IMHO, an airline would play this game, because: (we suspect - unconfirmed)
  • It wants to minimise costs - mainly fuel in this case.
  • It has 1-2 planes that fly in circles to cover off a handful of popular destinations.
  • As the airline gets more and more requests for seats through the form of purchased tickets, it is faced with an optimisation problem to fly all its customers to their expressed destinations with minimum cost. The best way to do this is probably through re-shuffling the schedule. For instance, if a plane is hopping from A to B to C in sequence, where B is closer to A than C is, and if we discover 2 days before the flight that the plane is filled with 2/3 passengers going to C, and 1/3 going to B, then flying A->C->B is cheaper than A->B->C. What if there are customers wishing to go from B to C? We hear that the airline is known for cancelling flights as well. Luckily, we didn't experience this.

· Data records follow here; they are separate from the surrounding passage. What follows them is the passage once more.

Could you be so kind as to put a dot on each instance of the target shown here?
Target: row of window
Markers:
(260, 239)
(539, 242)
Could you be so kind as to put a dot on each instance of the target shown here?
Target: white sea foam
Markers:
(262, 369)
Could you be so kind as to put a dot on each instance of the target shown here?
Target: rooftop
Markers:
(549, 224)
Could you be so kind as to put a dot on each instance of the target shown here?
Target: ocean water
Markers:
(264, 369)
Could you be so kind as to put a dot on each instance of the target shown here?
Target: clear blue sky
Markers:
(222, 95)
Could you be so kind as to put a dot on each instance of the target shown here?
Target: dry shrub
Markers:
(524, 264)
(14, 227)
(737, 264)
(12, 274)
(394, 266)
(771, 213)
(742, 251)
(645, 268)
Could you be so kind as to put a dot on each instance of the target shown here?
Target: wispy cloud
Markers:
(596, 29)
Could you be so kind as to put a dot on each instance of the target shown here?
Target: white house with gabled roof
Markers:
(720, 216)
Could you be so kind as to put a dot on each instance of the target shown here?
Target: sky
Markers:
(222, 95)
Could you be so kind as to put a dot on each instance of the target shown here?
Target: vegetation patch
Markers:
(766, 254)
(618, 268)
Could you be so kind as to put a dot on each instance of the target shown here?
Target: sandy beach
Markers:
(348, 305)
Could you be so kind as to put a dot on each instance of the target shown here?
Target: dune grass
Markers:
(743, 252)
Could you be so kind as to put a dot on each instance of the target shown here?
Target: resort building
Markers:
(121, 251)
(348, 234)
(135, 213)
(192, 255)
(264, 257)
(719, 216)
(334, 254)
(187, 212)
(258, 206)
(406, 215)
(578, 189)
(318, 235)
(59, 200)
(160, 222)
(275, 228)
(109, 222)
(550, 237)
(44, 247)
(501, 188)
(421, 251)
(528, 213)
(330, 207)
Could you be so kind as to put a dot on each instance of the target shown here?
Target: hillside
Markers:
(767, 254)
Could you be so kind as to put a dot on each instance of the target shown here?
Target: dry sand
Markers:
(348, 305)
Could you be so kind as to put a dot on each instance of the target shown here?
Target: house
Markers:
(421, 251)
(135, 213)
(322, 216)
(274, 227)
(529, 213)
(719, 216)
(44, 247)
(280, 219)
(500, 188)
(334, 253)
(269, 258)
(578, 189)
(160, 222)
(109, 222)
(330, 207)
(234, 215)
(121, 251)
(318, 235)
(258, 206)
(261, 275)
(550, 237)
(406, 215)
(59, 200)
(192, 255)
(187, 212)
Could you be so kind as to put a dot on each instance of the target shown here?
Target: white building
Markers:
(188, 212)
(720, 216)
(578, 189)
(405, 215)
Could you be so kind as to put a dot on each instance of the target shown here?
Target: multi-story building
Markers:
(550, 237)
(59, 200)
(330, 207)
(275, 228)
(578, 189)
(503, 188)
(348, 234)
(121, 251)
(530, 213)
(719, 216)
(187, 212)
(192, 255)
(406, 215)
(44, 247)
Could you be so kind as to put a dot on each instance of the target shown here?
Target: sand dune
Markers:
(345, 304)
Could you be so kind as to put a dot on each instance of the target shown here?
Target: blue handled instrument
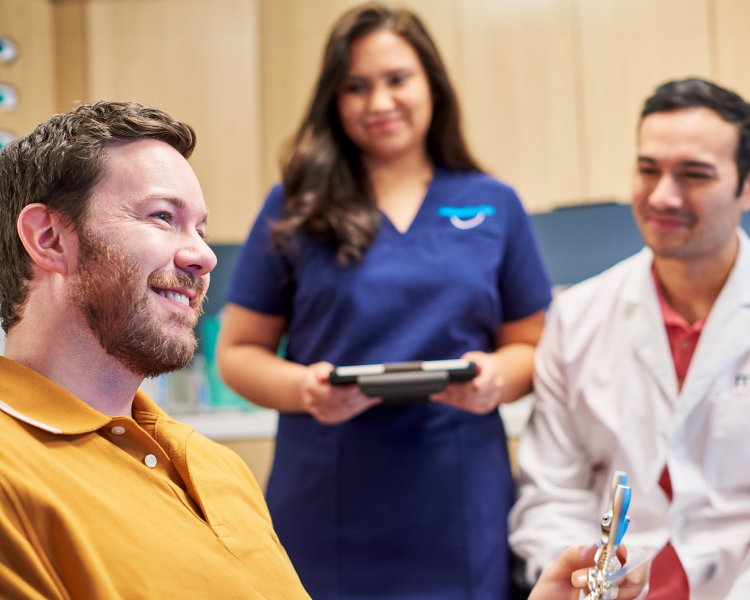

This way of operating an airline is possible, because:
  • It is a monopoly.
  • The number of flights are few, so it's easy to manage change.
  • Customers expect it and adjust flying behaviour accordingly (i.e. always check the flight times before the day of flight, and always leave wiggle room before and after the flight).
  • For foreigners who are used to the typical western airline service (i.e. expect it to take-off and land on-time and fly the route it says it would), the price justifies it and shuts people up from complaining, and instead people will have a laugh (or write a blog post!) about it.
  • It doesn't call itself "Precision Airline" (the Tanzanian airline), and can afford to deviate a little. 8-)
P.S. If you are planning to visit Ethiopia, and intend to fly within the country, you may want to consider buying the tickets within the country rather than online. It is significantly cheaper due to price control. This is true as of spring 2011, so double check this before you travel.